Her yıl çok sayıda ziyaretçi akınına uğrayan ve toplam 62 kilometre uzunluğunda üç vadiden oluşan halk arasında “Doğu’nun Kapadokya’sı” olarak da adlandırılan Narman Peri Bacaları fotoğraf meraklılarının tek uğrak yeri haline geldi. Erzurum Kültür ve Turizm İl Müdürlüğü, Atatürk Üniversitesinin ilgili birimleri ve Kuzey Doğu Anadolu Kalkınma Ajansı (KUDAKA) tarafından sürdürülen çalışmalar sonucu turizme kazandırılan alanda yapılaşmaya izin verilmeyerek doğallığı korunuyor.
Doğu Anadolu nadide bölge jeolojisinin bir hediyesi gibi Narman ilçe sınırlarında yer alan Peri Bacaları temel olarak bölgeye has sıkışma tektoniğinin ürünüdür. Yer aldığı bölgeyi bir açık hava müzesi haline getiren bu eşsiz şekillenmenin seyredildiği bölge başka bir adlandırma ile de “Kırmızı Periler Diyarı” olarak bilinmektedir. Narman Peri Bacaları jeolojik bakımdan, oluşumu Pliyosen çağ’a kadar dayanan bir geçmişe sahiptir. Başlıca kırmızı kum taşları ve benzer renkteki çakıl taşlarından kaynaşarak oluşan bir yapıya sahip olup; yapılan incelemeler neticesinde çağlar boyunca olagelen karasal fasiyeler ve diğer atmosferik koşullar sonucunda oluşan aşınmalarla şekillendiği bilinmektedir.
Kırmızı Periler Diyarının bir benzeri halindeki Kapadokya’daki oluşumlardan ayıran en belirgin özelliği ise oluşumların tortul biçimlerden meydana gelişidir. Bilindiği üzere Kapadokya Peri Bacaları ve volkanik bir yapıya sahiptir. Oysa Narman Peri Bacaları sedimanter bir yapıya sahip olup; yer aldığı bölgede gözlenen Pliyo – Kuvaterner tortul kayaçlarda bulunan demir elementi dolayısıyla da hem daha dayanıklı bir yapıya hem de daha kırmızı bir renge sahiptir.
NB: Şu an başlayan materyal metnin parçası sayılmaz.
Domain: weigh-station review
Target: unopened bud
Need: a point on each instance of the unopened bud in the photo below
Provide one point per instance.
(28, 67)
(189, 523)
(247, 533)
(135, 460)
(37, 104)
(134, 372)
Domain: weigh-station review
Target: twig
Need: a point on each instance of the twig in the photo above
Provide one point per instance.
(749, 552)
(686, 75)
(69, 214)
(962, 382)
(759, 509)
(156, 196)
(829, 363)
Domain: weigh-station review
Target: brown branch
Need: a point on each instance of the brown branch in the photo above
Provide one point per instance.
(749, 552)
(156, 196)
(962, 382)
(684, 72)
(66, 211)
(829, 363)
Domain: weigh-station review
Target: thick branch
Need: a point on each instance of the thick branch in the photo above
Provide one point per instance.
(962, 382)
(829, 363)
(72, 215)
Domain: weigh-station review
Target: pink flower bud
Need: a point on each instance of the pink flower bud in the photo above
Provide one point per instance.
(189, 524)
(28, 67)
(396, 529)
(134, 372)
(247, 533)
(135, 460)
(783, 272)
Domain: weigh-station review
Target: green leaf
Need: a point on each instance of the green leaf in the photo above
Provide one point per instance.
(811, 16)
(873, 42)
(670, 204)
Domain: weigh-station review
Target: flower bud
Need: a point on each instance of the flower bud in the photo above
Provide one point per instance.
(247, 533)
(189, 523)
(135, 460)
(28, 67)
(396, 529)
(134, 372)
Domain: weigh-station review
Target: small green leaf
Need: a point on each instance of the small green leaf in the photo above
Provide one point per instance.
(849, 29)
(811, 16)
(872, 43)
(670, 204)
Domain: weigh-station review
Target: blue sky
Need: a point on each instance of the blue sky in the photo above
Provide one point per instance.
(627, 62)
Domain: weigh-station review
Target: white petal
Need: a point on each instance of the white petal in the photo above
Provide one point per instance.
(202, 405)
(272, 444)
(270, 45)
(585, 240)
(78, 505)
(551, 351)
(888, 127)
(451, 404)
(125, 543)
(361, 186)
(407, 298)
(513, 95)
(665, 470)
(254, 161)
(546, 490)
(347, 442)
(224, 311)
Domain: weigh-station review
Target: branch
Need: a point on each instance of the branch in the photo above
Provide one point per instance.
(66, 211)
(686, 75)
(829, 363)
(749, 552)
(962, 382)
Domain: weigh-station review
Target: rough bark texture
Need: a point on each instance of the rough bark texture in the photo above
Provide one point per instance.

Hali hazırda 2012 yılında UNESCO Türkiye Milli Komitesi tarafından Dünya Geçici Miras listesine alınmış bulunan Narman Peri Bacaları Erzurum Kültür ve Turizm İl Müdürlüğü, Atatürk Üniversitesi ilgili birimleri ve Kuzey Doğu Anadolu Kalkınma Ajansı tarafından sürdürülen çalışmalar neticesinde turistik bir nitelik kazanmış, son iki yıldan bu yana yöreye gelen yerli ve yabancı bir çok turist sayısında kayda değer bir artış gözlenmiştir.
Bugün itibarıyla UNESCO ve İTÜ tarafından yürütülen ortak çalışmayla yörede diğer yapılaşmanın önüne geçilmiş, toplam 62 km uzunluğunda üç vadiden oluşan alanın projelendirme çalışmaları ve günü birlik tesis kurma çalışmaları devam etmektedir.